This letter is in response to the article published by Torous et al [1], which highlighted the potential of digital mental health in improving the accessibility and quality of mental health service provision during and beyond the coronavirus disease (COVID-19) pandemic. We write from a UK perspective to add to the North American lens of Torous et al. We contribute our personal and multidisciplinary insights as members of a digital health software team at a UK research University (PW and CS-P), an innovation manager of a mental healthcare provider in England (JS), a digital mental health research unit for young people (PW and JJ), and directors of a digital mental health Community Interest Company (PW and CS-P).
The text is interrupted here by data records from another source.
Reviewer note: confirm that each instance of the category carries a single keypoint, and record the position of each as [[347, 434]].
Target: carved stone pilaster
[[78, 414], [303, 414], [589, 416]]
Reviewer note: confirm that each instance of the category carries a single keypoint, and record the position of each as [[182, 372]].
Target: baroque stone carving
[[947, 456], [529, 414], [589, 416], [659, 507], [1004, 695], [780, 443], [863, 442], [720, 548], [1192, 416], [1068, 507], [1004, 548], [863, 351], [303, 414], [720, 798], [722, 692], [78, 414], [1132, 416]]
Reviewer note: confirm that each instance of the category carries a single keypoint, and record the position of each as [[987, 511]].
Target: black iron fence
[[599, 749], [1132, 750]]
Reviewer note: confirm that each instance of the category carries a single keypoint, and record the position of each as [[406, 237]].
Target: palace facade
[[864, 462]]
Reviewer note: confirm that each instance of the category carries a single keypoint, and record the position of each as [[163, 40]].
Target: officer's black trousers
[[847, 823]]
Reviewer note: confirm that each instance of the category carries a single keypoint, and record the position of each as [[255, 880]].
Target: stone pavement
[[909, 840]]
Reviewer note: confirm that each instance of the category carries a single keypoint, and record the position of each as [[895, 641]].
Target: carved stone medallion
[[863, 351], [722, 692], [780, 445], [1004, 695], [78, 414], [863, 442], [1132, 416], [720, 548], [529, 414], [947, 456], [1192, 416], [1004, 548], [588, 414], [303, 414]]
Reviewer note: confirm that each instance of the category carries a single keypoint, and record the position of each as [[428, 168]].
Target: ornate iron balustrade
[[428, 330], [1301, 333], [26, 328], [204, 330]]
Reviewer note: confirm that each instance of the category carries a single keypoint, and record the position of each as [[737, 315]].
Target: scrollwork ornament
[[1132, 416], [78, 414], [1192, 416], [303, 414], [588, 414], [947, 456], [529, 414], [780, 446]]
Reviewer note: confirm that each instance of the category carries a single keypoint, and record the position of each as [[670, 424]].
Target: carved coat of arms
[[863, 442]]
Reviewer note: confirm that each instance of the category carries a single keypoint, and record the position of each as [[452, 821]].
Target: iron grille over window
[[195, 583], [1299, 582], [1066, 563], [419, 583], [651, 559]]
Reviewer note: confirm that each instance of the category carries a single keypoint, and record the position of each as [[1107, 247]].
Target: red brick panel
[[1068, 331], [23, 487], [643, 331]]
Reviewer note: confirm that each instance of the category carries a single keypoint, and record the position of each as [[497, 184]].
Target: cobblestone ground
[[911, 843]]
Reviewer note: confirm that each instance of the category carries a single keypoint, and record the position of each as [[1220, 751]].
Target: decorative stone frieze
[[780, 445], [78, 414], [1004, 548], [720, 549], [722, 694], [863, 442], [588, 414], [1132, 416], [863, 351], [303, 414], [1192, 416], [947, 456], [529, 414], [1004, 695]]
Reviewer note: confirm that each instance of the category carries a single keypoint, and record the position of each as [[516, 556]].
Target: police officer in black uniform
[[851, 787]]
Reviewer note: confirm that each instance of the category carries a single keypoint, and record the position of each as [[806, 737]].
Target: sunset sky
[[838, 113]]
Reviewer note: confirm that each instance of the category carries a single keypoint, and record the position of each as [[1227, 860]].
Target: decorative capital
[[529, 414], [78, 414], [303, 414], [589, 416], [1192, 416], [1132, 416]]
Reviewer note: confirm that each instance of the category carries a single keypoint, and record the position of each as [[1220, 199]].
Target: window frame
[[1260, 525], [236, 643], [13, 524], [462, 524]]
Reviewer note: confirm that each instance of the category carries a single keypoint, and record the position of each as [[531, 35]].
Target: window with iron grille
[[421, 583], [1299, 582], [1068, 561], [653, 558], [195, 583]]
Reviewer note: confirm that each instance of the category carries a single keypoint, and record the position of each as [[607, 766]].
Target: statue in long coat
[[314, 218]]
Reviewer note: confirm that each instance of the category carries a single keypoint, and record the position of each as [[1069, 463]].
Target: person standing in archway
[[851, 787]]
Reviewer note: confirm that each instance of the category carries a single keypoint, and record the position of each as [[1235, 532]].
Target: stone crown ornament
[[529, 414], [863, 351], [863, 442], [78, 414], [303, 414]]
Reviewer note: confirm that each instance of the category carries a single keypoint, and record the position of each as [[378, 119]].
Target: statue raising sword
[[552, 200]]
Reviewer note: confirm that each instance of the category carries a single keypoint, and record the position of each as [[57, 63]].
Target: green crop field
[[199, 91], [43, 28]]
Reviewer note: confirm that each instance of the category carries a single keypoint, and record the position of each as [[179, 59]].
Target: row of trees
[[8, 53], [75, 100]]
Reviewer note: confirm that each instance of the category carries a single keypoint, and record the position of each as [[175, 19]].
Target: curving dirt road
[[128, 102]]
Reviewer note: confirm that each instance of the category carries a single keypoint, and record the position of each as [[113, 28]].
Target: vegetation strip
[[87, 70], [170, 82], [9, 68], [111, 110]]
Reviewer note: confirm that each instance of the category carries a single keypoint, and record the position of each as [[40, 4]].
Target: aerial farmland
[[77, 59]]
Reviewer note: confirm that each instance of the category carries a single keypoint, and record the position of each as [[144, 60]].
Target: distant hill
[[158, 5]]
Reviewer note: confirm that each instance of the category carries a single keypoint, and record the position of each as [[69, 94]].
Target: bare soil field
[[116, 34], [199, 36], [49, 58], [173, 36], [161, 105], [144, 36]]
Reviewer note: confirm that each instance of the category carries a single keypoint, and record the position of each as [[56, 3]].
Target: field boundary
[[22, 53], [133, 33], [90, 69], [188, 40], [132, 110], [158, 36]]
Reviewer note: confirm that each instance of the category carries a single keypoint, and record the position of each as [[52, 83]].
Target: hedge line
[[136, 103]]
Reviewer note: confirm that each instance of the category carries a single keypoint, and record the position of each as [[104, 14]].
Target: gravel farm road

We agree that robust evaluation of mental health apps is important, particularly when selecting an appropriate app during emergency conditions. In the United Kingdom, a national Apps Library provides a central point for accessing trusted apps. In response to the COVID-19 pandemic, a dedicated list of useful apps has been established by ORCHA (Organisation for the Review of Care and Health Applications), an organization that advises the National Health Service on the safety and efficacy of health apps. Apps recommended on the national Apps Library and by ORCHA have been through an independent review and evaluation process and can guide health professionals and patients to trusted apps to support mental health problems including anxiety and depression. The evaluation process covers data security, clinical evidence, and user experience. More broadly, the NICE (National Institute for Health and Care Excellence) recommends that digital health technologies define a set of national UK evidence standards to guide development and evaluation of digital mental health systems [2].
Informal feedback from clinicians implementing rapidly introduced digital innovations within our mental health services has emphasized the need for ongoing evaluation. We see value in creating digital learning health systems [3] to support iterative quality improvement and have aimed to do this across digital innovation projects. Situating planned changes within the NASSS (Nonadoption, Abandonment, and Challenges to the Scale-Up, Spread, and Sustainability) framework [4] has helped us assess how digital health innovations can be safely and sustainably embedded in care pathways. We value digital training for mental health professionals, a view reflected in the recent UK Topol review consultation [5].
Like Torous et al, we are concerned about how digital technologies may exacerbate health inequalities. However, our experience during COVID-19 of moving a face-to-face young people’s digital mental health research group to an online videoconference has highlighted how digital solutions can overcome pre-existing (or previously invisible) barriers to participation. Our online group meetings make the group more accessible for certain members due to reduced travel, time required, personal preferences, or specific mental health conditions, which had made face-to-face group time difficult. Similarly, when face-to-face contact is impossible for physical distancing reasons during COVID-19, digital solutions that can provide remote support fill a critical gap. We believe that a more equitable distribution of digital resources and adequate digital literacy provision will promote a healthier digital experience for all.
Abbreviations
- COVID-19
coronavirus disease
- NASSS
Nonadoption, Abandonment, and Challenges to the Scale-Up, Spread, and Sustainability
- NICE
National Institute for Health and Care Excellence
- ORCHA
Organisation for the Review of Care and Health Applications
Footnotes
Conflicts of Interest: PW and CS-P are directors of Affigo CIC, a digital mental health community interest company.